Daniel Scott

Personal information
- Full name: Daniel Scott
- Date of birth: October 16, 1985 (age 40)
- Place of birth: Haiku-Pauwela, Hawaii, United States
- Height: 6 ft 2 in (1.88 m)
- Position: Defender

College career
- Years: Team / Apps / (Gls)
- 2003–2007: Gonzaga Bulldogs / 60 / (0)

Senior career*
- Years: Team / Apps / (Gls)
- 2008: Tacoma Tide / 12 / (0)
- 2009: Seattle Wolves / 13 / (0)
- 2010–2011: Kitsap Pumas / 25 / (2)
- 2011–2013: Tampa Bay Rowdies / 24 / (0)
- 2014-2016: Carolina RailHawks / 42 / (1)

= Daniel Scott (soccer) =

American soccer player

Daniel Scott (born 1985) is a former American soccer player.

==Career==

===Youth and amateur===
Scott started for four years at Gonzaga University earning All-WCC West Coast Honors his Senior season before signing with Tacoma Tide for the 2008 Premier Development League season. In 2009, he moved to Seattle Wolves of the PDL where he earned All-League and All-Western Conference first team selections. In 2009, Scott also spent time with the reserve squad for Seattle Sounders FC of Major League Soccer.

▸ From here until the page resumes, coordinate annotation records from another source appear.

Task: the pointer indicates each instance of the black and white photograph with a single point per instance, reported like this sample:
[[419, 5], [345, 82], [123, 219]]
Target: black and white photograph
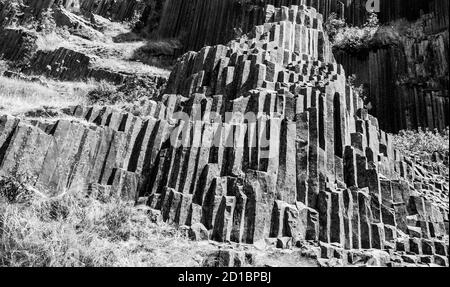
[[202, 134]]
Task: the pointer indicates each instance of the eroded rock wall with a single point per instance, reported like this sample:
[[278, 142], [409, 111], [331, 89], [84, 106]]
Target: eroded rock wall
[[208, 22]]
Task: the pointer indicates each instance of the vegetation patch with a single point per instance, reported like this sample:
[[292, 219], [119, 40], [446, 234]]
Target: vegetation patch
[[424, 143]]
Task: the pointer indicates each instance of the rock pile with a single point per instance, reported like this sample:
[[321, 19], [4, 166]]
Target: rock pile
[[258, 139]]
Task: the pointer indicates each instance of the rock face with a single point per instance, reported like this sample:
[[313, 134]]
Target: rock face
[[17, 45], [258, 139], [116, 10], [208, 22]]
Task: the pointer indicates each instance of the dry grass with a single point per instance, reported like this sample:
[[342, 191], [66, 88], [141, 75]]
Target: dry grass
[[19, 96], [77, 230]]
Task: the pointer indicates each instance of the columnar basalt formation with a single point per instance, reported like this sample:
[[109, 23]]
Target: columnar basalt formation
[[208, 22], [117, 10], [409, 77], [260, 138]]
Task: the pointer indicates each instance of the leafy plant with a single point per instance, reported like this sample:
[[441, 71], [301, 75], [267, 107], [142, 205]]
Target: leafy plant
[[351, 38]]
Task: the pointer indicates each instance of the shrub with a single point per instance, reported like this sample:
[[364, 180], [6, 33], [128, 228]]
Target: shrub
[[4, 66]]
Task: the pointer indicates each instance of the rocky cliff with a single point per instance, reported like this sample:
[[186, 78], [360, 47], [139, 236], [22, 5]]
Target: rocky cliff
[[410, 75], [117, 10], [261, 138]]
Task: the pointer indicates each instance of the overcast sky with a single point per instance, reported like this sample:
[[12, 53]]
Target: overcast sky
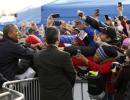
[[11, 6]]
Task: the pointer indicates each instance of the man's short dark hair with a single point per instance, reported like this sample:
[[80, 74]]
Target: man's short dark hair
[[128, 53], [52, 35], [7, 29]]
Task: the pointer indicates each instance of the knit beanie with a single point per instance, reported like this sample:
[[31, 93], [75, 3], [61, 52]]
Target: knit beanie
[[106, 52]]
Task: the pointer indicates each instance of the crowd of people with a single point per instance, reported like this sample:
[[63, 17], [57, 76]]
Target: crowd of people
[[59, 50]]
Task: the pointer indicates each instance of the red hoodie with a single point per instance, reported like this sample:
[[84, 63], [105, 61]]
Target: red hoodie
[[104, 69]]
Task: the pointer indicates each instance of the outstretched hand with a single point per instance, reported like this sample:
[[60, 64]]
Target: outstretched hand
[[82, 58]]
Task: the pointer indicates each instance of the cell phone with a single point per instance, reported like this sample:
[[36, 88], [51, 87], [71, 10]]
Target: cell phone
[[119, 4], [106, 17], [95, 32], [80, 13], [57, 23], [78, 51], [55, 15]]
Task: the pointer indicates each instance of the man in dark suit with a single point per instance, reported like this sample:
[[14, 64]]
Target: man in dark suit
[[55, 70], [11, 52]]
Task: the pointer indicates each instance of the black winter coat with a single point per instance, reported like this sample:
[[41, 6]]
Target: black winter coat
[[56, 74]]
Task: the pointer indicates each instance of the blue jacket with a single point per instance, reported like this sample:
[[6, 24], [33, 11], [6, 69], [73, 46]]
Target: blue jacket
[[90, 30]]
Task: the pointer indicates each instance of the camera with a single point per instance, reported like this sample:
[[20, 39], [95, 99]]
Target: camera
[[57, 23], [107, 17], [55, 15], [116, 66], [119, 4], [80, 13]]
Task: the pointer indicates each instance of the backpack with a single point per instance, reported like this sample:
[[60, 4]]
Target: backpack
[[96, 84]]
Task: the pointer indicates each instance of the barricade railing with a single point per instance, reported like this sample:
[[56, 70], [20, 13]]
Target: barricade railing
[[31, 90]]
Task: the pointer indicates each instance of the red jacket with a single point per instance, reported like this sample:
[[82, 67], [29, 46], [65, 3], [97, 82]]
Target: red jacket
[[104, 69]]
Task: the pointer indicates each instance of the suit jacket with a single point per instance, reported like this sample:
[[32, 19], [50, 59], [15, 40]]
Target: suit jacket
[[56, 74]]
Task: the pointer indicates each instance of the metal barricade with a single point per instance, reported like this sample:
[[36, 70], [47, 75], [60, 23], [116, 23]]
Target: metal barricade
[[31, 90], [8, 94], [29, 87]]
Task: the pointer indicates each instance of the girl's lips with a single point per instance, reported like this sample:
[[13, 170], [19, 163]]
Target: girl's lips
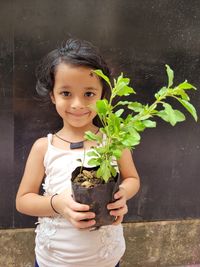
[[78, 114]]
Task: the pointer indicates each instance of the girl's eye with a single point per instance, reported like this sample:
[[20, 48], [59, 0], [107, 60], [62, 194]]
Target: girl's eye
[[65, 93], [89, 94]]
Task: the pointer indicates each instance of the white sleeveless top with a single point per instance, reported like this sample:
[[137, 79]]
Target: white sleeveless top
[[58, 242]]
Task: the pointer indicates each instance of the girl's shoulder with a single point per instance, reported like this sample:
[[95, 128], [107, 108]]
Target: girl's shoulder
[[40, 145]]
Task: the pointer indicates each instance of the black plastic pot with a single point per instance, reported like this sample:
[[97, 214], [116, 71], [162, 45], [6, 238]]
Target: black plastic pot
[[97, 197]]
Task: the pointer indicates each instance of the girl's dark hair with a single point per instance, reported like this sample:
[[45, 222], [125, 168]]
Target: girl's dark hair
[[74, 52]]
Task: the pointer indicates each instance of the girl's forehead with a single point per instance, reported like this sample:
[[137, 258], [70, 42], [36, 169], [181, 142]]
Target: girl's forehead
[[72, 74]]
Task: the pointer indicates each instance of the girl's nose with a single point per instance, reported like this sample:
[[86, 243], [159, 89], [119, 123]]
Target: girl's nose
[[77, 103]]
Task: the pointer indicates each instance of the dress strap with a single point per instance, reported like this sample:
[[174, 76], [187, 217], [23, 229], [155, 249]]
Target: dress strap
[[50, 138]]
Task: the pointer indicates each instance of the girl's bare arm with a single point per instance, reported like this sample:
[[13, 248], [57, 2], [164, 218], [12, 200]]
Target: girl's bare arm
[[28, 200]]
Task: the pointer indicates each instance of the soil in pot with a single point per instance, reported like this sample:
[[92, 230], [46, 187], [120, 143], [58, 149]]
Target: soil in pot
[[90, 190]]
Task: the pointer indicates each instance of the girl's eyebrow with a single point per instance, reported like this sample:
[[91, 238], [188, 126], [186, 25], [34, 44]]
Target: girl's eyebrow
[[67, 87], [91, 88]]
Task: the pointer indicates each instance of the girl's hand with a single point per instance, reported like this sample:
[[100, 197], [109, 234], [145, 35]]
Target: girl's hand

Scott stayed within the PDL in 2010 and 2011 with Kitsap Pumas. In 2011, he again earned All-League and All-Western Conference first team selections in helping lead Kitsap to the PDL Championship Title.

===Professional===
On August 30, 2011, Scott signed with FC Tampa Bay of the North American Soccer League. The club signed Scott to a 2012 contract, plus a club option for 2013, on November 16, 2011. He made his debut for the club on April 14, 2012, in a 1–0 win over FC Edmonton.

Scott signed with Carolina RailHawks on January 29, 2014, finishing his career in 2016 after appearing in 42 matches and scoring one goal with Carolina.

==Personal==
Scott is the younger brother of Zach Scott, a professional soccer player with Seattle Sounders FC in Major League Soccer.